One of the ways we were able to accelerate the development of the CoVent ventilator, was by having designers and engineers on the call working in the background while we were getting feedback from physicians on the user interface design. This enabled us to edit and iterate the user interface with them in real time. Ten minutes later, we were able to show them a new version of the user interface incorporating our interpretation of their feedback, or to propose an idea inspired by what we had learned in the interview.

This massively accelerated a development cycle that previously would have taken days, if not weeks. In early stage exploratory research, this approach could facilitate co-development with the user or client to identify new opportunities or enable them to better qualify their requirements – respondents often re-evaluate what they want when they see it brought to life.

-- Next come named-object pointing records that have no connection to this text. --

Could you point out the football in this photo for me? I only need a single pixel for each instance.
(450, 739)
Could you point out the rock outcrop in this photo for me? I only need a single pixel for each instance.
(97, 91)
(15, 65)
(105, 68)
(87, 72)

Remote testing brings multiple efficiency gains

Remote testing is mediated by PCs via an ever-expanding suite of communication tools. While in traditional user research sessions we may have had a moderator and a separate observer taking notes, with remote testing it is more acceptable for the moderator to simultaneously take her own notes. With appropriate permissions, it is also possible to directly record from the screen (and generate automatic interview transcripts with varying degrees of accuracy). 

Furthermore, the widespread availability of video chat apps and the ability to connect multiple callers means that there is a much lower barrier for members of the development team from other disciplines to dial in and this can be arranged quickly, easily and cheaply using tools that are familiar to them (unlike the live streaming offered by research facilities). Plus conducting user research via video chat app also has significant logistical advantages with respect to travel and venue hire and is not subject to viewing room size restrictions (or social distancing limits).

What does the future look like?

COVID-19 is accelerating many pre-existing trends, and for user research this has not all been bad. In particular, people are now so much more familiar and comfortable with video chatting. For many types of user research, video chats can be advantageous, especially with regard to logistics and efficiency. At the same time, each new study challenges us to come up with novel approaches to elicit robust answers via remote user research. 

The next challenge will be to tackle studies that require getting products into people’s hands in their homes while protecting the IP/confidentiality. Logistics improvements could help with this. Instead of paying for participant travel, one could envisage special courier services that deliver a product, hand it over, and collect and bring the product back again one hour later, after the interview. Ongoing or unpredictable restrictions on travel may further increase the attractiveness of holding such studies remotely. 

Improvements in technology could also mean that video chats no longer degrade communication. Currently, it can still be difficult to make out what participants are saying, harder to hear their tone of voice, and harder to see their gestures — but cameras and internet speeds are only getting better.

Of course, video chats are unlikely to entirely replace face-to-face user research activities, for example where physical interaction with a device is required for regulatory approval. During the CoVent ventilator development, we progressed and accelerated the development by means of remote user testing as described above. Only when the prototype devices were ready and as deployment of the ventilator into hospitals was imminent within weeks, did we conduct socially distanced in-person testing of the device. 

In this respect it is likely that regulatory requirements will evolve as experience accumulates. User interfaces, graphical or physical, may be particularly amenable to remote testing. As developments progress towards regulatory submissions, we will no doubt collect further experience and insight into the stance regulators take on remote user testing. 

Even if lockdowns and restrictions become the new normal for a long while, our experience so far gives me confidence that we will continue to find ways to maximise the value we can get from remote user research.